Denise Desautels
Apparitions
Apparitions
Falaise debout chargée d’apparitions devant l’indifférence du soleil. Ton oeil, ta joue, ta bouche, tout ton visage tranquille s’acharne. Après le premier effet de la souffrance — ta distraction, oh ! —, une haute mémoire. Tu te heurtes de plein fouet contre ses terreurs en boucle sur les fissures du tain. Les mots manquent. Ton histoire comme celle de l’univers, authentiques et rugueuses. Voilà les états de ta souffrance, le reste de tes nuits, un supplément de dimanches et d’astres.
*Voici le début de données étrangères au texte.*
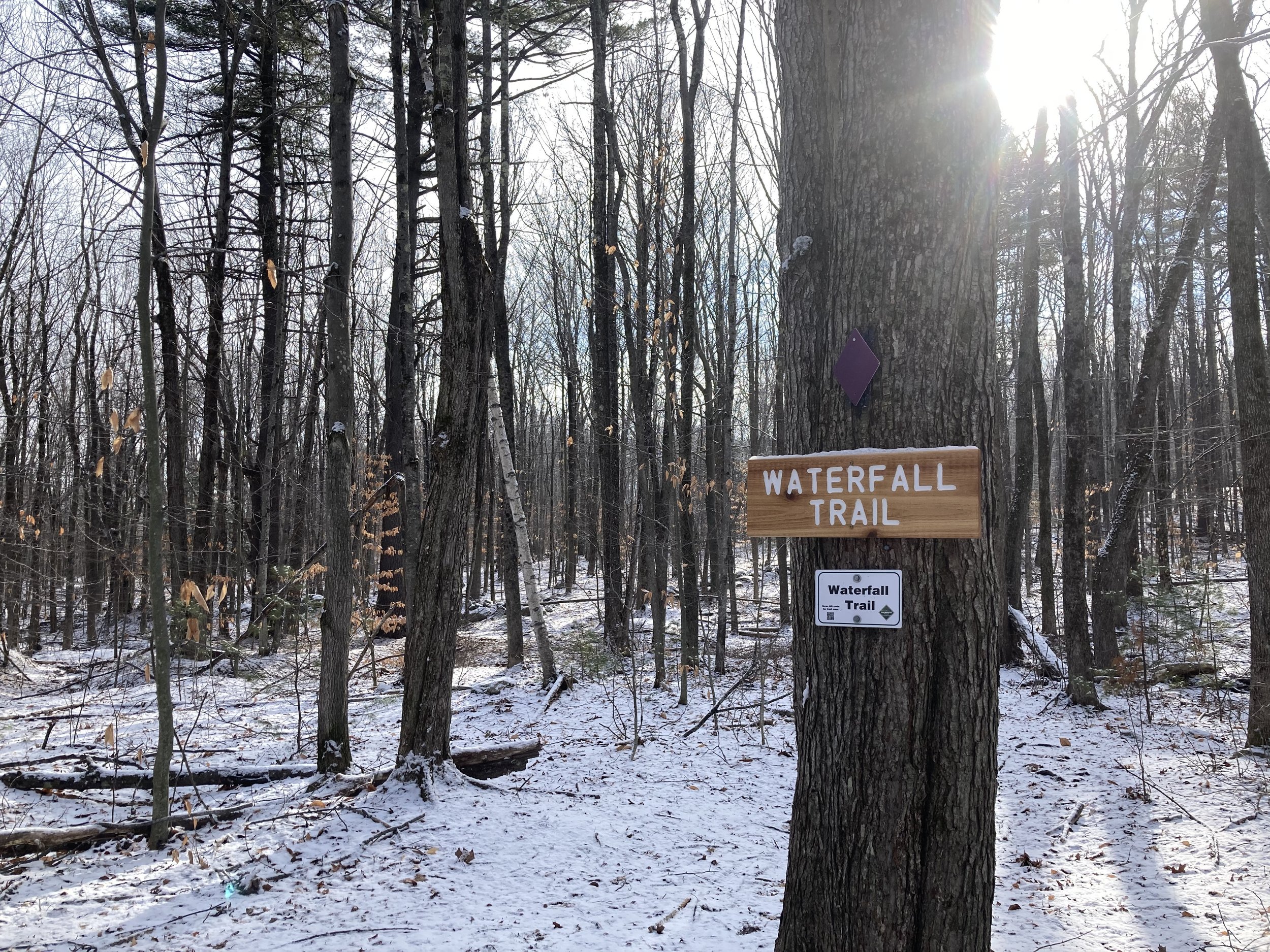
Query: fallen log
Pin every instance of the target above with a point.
(1048, 664)
(42, 839)
(136, 778)
(497, 760)
(1180, 669)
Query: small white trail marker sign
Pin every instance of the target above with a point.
(859, 598)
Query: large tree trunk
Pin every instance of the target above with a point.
(333, 744)
(1112, 565)
(460, 415)
(1010, 651)
(210, 445)
(1077, 412)
(1251, 375)
(154, 460)
(496, 249)
(605, 357)
(890, 136)
(684, 295)
(402, 518)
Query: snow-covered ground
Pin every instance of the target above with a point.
(1137, 836)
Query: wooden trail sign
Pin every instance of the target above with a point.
(867, 494)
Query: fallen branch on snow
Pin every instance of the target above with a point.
(41, 839)
(497, 760)
(1047, 661)
(134, 778)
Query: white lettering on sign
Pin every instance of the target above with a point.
(930, 493)
(859, 598)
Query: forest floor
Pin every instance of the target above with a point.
(1114, 833)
Tu regardes droit devant toi. Disponible au réel, à ce jeune siècle alentour.
Tout te rapproche de ta peur, tout t’en écarte : demain, plus tard, tu portes loin ta solitude. Tes portraits de femme, tes silhouettes à venir, tes cheveux, tes gestes se reforment. Et pourquoi pas l’espoir ? Grain par grain, entre son et silence. C’est fou ce qui se cache sous les mains. Le crâne, les rêves assiégés. La vie à même le vif de la falaise. Tu dis : je suis ces figures qui défilent, remplies d’impertinences, et cette menace à ciel cru, son bourdonnement, son noir quotidien. Tu dis : nous nous serrons doucement les unes contre les autres.
D‘un côté, les événements du jour filent dans le brouillard : l’ambre de tes faces, les combats, les défis, les fatigues, les soifs déchirent tes pensées ; de l’autre — main dans la main, ménagerie et mélancolie, on dirait —, une enfant opiniâtre se soulève et se pose, souveraine, sous l’autorité de l’un de tes regards. Maintenant, elle dit. Comme s’il s’agissait de se frayer une voie entre les obstacles du dedans et de l’ailleurs. Voilà, c’est ça, l’air de rien, au plus profond, dans la gravité de soi : renaître. Une vision naturelle de l’éternité.